Just last night I was discussing the topic of nutrition with a patient. This is a subject that comes up repeatedly during treatment sessions. It comes up because I ask about it at the first appointment and then again at subsequent appointments. Why, you may be thinking, does he ask about a person’s diet? The answer is because Chinese medicine demands that a practitioner evaluate all aspects of a person and one of the main influencing factors in a person’s life is the food that they eat. Chinese nutrition is vastly different from Western nutrition in many ways. In Western nutrition one size fits all (see the food pyramid below) – if your “healthy.” Try and define that! You will need to drop your pre-conceptions and open your mind in order to read further.
It is funny to see all the self-confidence that my patients exhibit when they begin to tell me about all the salads that they eat and how they don’t eat red meat or any meat at all. It is sad to hear about all the store bought, pre-made and pre-packaged food that they do eat. Click on the pyramid below to see full size.
Chinese medicine views what we eat as a very important component to our daily health and well being and as such it categorizes food into areas of energetics. Namely it looks at – the taste of the food, the temperature of the food (not what you think) and the season that one finds oneself living in. It also considers the person’s energetics at the time. Then all those concepts need to be blended to best compliment the patient. Confused yet? It also considers the environment and way in which one eats.
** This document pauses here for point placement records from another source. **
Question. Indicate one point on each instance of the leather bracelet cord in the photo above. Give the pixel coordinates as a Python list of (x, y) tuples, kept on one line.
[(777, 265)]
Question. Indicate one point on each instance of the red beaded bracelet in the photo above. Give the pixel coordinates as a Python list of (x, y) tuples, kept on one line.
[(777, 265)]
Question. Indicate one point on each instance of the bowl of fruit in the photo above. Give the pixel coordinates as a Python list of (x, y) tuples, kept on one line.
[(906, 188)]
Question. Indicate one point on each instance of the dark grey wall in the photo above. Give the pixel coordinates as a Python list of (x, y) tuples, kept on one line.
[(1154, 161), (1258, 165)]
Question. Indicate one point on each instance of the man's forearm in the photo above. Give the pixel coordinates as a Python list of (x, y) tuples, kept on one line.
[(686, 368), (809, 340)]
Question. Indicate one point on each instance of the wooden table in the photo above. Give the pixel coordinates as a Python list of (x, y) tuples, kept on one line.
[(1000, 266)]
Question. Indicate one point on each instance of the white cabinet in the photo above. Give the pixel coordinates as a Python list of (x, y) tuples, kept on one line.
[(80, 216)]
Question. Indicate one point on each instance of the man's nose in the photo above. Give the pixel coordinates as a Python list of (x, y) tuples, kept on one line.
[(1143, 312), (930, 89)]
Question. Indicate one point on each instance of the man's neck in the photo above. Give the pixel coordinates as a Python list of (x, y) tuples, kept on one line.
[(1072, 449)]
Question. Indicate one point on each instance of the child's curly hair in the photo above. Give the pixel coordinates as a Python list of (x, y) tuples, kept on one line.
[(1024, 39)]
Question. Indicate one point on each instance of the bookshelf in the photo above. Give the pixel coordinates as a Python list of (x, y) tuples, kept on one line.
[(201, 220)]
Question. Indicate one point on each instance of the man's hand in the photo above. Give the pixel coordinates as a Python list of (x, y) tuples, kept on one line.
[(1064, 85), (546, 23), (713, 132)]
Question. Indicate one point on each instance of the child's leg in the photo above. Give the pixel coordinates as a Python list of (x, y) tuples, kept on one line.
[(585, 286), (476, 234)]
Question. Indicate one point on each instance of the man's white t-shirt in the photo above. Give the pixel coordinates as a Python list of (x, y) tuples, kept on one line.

Let me explain – for example as I write this it is winter time here in the Greater Washington, D.C. area. Yet, if one were to go into a grocery store one could find peaches, plums nectarines, grapes, strawberries, all looking ripe & yummy. So what’s the problem? The problem is that these are all summer fruit and have summer energies as they were grown in the Southern hemisphere and we live in the Northern hemisphere and are not having summer now. Your body is in winter mode and not summer mode. In Chinese medicine this means conservation of energy, eating hearty foods that will build a reserve within you that can be tapped for the seasons of growth and renewal, namely spring & summer. One needs, as I wrote earlier, hearty foods, warming foods, foods that will build you up and strengthen you in order to fight colds and flu’s. What you do not need are foods that are light and cooling, which summer foods are – as they should be, summer is hot and “heavy.”
In Chinese medicine we speak about energies and within the body there are different organs that govern the energies of the body (for an in-depth explanation of the theories of Chinese medicine there are many textbooks available). In the case of digestion, it is the Spleen. Chinese medicine says that the spleen governs digestion, rules the muscles, holds blood in the in the vessels, produces phlegm and is the main partner in producing De’ QI, the main energy that keeps the body functioning. It is said that the spleen likes warm and dry conditions and operates most efficiently in that environment.
According to Chinese medicine raw fruits and vegetables are cold & damp in nature and adversely affect the spleen’s energy & function if eaten in abundance. Dairy is considered a phlegm producer and is also tough on the spleen. Meat is said to build blood and strengthen the body. Vegetables and fruits are best if cooked somewhat – stir-fried, steamed or souped, well in the case of fruits – stewed.
Herbs and spices are also categorized into temperature and taste and can influence the foods we eat.
As you can see this is an involved topic that deserves its own lecture, a lot of time to digest (ha! ha!) and understand. There are many fine books on the subject as well.